Eles criticavam fortemente a divisão da terra em pequenas propriedades, que viajamavam como parcellaires, pois, na visão deles, isso gerava ineficiência e pobreza. Pelo contrário, pregavam a consolidação de propriedades mais produtivas, que pudessem ser trabalhadas de forma racional e capitalista. Contudo, apesar de defenderem a grande propriedade, o objetivo final era aumentar a produção nacional, não apenas o lucro de alguns.
O Legado e as Controvérsias dos Fisiocratas
O legado dos fisiocratas foi profundo, especialmente ao introduzir a análise econômica como disciplina científica e ao colocar a agricultura no centro das discussões sobre riqueza. A ênfase na produção, na liberdade de mercado e na importância dos incentivos moldou o pensamento clássico, influenciando diretamente economistas como Adam Smith, que adotou e adaptou muitas de suas ideias, transformando-as na base do liberalismo econômico.

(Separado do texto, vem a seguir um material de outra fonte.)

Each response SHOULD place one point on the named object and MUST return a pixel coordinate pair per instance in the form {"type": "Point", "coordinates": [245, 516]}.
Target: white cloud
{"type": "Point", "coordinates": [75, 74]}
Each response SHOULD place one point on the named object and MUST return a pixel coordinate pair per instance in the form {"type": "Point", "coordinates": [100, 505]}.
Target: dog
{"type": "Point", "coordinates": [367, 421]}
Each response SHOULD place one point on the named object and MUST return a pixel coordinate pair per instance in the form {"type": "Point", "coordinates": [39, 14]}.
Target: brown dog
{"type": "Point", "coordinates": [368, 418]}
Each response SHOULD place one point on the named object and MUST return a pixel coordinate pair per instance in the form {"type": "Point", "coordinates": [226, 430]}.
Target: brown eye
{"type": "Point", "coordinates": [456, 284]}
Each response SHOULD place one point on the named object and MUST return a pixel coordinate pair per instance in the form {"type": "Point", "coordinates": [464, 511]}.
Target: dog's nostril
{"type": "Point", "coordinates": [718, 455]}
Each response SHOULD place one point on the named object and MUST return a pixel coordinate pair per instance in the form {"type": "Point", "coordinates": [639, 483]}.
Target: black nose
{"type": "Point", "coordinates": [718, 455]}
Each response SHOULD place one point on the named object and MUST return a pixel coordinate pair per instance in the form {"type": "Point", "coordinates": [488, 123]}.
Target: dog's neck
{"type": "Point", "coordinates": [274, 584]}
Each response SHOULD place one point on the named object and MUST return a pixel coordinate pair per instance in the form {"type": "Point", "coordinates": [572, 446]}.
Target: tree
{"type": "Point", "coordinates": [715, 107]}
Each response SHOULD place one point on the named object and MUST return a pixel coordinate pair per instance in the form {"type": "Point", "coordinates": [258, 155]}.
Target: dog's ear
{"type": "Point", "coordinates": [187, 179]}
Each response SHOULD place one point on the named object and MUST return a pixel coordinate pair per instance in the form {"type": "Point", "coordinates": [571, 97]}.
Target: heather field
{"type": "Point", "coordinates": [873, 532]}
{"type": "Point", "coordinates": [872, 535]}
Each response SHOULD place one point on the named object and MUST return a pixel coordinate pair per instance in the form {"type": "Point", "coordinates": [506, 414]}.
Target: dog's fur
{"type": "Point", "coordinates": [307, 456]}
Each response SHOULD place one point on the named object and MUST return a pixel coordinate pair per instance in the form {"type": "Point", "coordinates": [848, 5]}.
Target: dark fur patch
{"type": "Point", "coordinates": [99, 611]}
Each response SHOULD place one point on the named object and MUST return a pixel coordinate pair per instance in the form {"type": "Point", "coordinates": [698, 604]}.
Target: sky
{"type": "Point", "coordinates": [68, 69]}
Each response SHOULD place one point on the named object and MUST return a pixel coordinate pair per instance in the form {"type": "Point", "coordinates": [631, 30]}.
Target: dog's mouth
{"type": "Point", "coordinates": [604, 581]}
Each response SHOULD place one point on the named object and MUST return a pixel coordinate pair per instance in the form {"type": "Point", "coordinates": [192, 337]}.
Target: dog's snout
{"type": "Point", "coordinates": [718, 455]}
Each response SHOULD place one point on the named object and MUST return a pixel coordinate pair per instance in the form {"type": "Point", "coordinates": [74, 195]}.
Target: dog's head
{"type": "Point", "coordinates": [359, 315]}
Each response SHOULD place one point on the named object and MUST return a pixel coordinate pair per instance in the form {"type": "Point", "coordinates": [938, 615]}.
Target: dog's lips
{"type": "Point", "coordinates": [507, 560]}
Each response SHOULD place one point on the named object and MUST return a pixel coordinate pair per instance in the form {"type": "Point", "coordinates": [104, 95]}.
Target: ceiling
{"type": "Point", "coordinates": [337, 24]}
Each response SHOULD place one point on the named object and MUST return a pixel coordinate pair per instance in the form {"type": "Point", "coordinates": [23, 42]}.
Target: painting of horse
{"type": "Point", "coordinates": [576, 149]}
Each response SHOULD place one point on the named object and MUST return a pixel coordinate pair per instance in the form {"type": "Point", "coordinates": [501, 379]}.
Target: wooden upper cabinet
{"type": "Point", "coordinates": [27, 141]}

Porém, o modelo fisiocrata também enfrentou críticas duras. Os physiocrates foram acusados de subestimar o comércio e a indústria como fontes de riqueza, ao considerarem apenas a agricultura como produtiva. Além disso, a defesa do imposto único sobre a terra, embora teoricamente elegante, mostrou-se politicamente inviável em sociedades mais complexas, onde a atividade industrial já ganhava força. Apesar das contradições, sua missão de buscar leis econômicas naturais e objetivas permanece como um marco na construção da moderna teoria econômica.

A Influência Duradoura nas Teorias Econômicas Modernas
A premissa de que as forças do mercado, quando deixadas livres, promovem o bem-estar coletivo, é um dos maiores legados dos fisiocratas. Embora a teoria clássica tenha evoluído e incorporado setores industriais como produtivos, a ideia central de que a intervenção estatal deve ser limitada e previsível ecoa até os debates contemporâneos sobre crescimento e desenvolvimento. A ênfase na justiça fiscal e na simplicidade do sistema tributário reflete, em grande parte, a busca fisiocrata por uma economia regida pela racionalidade natural.
Portanto, entender o que defendia os fisiocratas é essencial para compreender não apenas a história do pensamento econômico, mas também as origens das discussões atuais sobre o papel do Estado, da propriedade e da liberdade econômica. Sua herança vive não nos detalhes de suas políticas específicas, mas na própria ideia de que as economias funcionam de acordo com leis próprias, que devem ser estudadas e respeitadas.
Conclusão sobre a Doutrina Fisiocrata
Em resumo, a proposta dos fisiocratas era dupla: em nome da liberdade econômica, eles exigiam a redução máxima do Estado, e em nome da equidade social, defendiam um imposto único que pudesse sustentar a ordem sem esmagar o produtor. Ao priorizarem a terra como única fonte de riqueza, criaram um paradigma que, apesar de seus limites, ajudou a lançar as bases para a economia política como ciência autônoma. Compreender essa corrente é um passo fundamental para entender as raízes das ideias que hoje estruturam nossos sistemas econômicos.